Much of the efficiencies, Brearley says, will come from cutting out complexity.
“Our industry is just in the practice of creating prototypes, there is so much complexity in everything that we do. Every design starts from a fresh sheet of paper. And we just create these very complex buildings to build.
And where there's uncertainty, there is risk and there is added cost.”
Their approach is more akin to car manufacture, he says.
“There's a lot of off-site prefabrication. And then we use our site as our on-site assembly platform. When you've got a good solution, you lock it in and then you repeat it.
“Standard components can be assembled in many various ways. Each project doesn't look the same as the other, but they all have the same high-quality materials, concrete, brick work, low maintenance and long life.”
Because of the funding model there won’t be additional borrowing costs, he says
“I'm an engineer by training and I love the concept of a perfect machine with no frictional losses. So, the people who are living in the homes and the people who are invested in the KiwiSaver are directly connected, and there are no frictional losses or margins on margins being taken out.
“So those are the two parties that that benefit and very few others.”
The properties will be managed in-house, he says.
“We're going to be completely vertically integrated - our customers in the KiwiSaver scheme, our customers in our homes.
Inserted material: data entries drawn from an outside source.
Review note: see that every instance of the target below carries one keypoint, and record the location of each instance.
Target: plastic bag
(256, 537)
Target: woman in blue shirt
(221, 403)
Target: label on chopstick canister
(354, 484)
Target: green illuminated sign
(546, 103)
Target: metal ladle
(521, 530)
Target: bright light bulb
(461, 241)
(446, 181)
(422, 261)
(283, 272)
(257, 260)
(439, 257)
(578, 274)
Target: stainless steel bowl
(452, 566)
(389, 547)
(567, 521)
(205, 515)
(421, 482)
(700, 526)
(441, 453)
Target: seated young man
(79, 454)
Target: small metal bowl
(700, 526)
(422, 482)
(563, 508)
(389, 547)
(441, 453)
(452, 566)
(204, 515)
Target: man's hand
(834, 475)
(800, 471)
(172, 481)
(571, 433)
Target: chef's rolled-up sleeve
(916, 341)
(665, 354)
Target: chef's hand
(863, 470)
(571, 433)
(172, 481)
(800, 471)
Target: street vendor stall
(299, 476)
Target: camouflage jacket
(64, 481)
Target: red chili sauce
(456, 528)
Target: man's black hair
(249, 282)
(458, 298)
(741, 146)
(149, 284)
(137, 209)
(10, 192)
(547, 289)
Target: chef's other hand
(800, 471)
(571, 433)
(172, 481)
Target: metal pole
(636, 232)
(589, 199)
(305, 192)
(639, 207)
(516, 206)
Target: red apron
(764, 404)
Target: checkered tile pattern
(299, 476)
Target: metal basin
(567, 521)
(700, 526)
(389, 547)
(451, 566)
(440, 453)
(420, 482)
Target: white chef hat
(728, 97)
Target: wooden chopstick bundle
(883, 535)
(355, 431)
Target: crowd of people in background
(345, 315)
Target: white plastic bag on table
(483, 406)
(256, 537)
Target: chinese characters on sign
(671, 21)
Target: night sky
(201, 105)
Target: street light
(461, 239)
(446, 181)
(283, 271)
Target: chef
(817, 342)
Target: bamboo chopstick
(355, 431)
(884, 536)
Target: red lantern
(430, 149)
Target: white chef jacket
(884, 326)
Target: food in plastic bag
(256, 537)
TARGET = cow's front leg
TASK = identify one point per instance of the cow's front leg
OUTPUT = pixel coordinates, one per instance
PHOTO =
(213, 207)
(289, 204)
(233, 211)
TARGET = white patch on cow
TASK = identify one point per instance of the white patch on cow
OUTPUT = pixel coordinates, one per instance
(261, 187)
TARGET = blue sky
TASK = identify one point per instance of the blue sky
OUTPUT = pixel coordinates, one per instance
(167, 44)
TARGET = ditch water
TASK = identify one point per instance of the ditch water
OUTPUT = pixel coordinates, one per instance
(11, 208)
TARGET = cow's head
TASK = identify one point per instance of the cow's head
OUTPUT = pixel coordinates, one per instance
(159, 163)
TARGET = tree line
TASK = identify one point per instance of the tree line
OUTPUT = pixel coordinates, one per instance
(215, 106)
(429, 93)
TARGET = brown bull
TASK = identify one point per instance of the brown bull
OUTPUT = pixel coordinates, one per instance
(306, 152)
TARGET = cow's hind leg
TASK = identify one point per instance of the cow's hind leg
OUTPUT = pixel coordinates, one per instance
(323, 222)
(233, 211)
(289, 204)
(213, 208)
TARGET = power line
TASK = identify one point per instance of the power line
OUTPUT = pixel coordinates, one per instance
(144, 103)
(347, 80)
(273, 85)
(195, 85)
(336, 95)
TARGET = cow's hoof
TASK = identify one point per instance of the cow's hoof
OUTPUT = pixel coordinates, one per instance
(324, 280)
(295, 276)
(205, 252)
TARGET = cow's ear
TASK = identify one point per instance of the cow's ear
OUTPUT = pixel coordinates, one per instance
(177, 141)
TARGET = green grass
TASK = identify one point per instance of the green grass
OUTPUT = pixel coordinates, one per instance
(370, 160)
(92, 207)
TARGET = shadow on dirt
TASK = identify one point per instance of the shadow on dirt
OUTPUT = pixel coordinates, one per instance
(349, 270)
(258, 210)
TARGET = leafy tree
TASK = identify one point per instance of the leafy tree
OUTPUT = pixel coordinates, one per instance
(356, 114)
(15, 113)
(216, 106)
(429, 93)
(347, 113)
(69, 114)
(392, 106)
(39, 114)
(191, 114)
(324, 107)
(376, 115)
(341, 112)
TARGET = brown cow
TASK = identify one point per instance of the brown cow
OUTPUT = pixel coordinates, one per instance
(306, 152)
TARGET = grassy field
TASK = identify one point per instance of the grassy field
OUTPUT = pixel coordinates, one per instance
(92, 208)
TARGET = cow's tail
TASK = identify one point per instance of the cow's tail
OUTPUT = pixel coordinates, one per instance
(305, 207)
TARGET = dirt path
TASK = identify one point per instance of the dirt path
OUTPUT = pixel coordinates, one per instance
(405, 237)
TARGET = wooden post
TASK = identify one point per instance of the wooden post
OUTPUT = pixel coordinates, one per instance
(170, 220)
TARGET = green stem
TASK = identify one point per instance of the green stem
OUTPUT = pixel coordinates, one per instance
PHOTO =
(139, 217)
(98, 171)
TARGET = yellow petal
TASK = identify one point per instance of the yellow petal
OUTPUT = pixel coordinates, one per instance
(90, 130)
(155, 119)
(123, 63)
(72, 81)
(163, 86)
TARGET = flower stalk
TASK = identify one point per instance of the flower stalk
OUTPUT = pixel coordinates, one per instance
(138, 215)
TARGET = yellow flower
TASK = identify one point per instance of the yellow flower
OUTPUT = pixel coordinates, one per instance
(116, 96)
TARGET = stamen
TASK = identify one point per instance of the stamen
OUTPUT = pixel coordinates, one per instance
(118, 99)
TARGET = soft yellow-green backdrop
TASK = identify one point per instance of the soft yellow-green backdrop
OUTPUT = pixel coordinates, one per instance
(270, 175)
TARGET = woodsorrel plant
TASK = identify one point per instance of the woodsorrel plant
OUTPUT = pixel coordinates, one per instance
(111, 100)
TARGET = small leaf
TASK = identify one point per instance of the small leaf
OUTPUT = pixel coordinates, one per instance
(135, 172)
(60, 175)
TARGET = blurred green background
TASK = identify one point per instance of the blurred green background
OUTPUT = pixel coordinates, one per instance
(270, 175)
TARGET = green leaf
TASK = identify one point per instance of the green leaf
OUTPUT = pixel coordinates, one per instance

“We'll carry the Simplicity brand across everything that we do so we are highly exposed to reputational damage, if we get any part of that wrong. So we're going to stay front and centre and be completely vertically integrated across design, construction, property management, resident management and funding.”
The company will own the properties long term, he says.
These things are built to last 100 years; concrete, steel, brick. So yeah, we intend to own these for a very long time.”
The production process will use pre-fabrication but onsite more than offsite, he says.
“That offsite manufacturing approach is very capital intensive, you need a consistent flow of work.
“We're on site manufacturing, we're assembling standard components, bringing them to site and assembling them in their various combinations very efficiently.”
Each development will have around 100 properties, he says. The plan is to start in Auckland then move on to Tauranga and Wellington.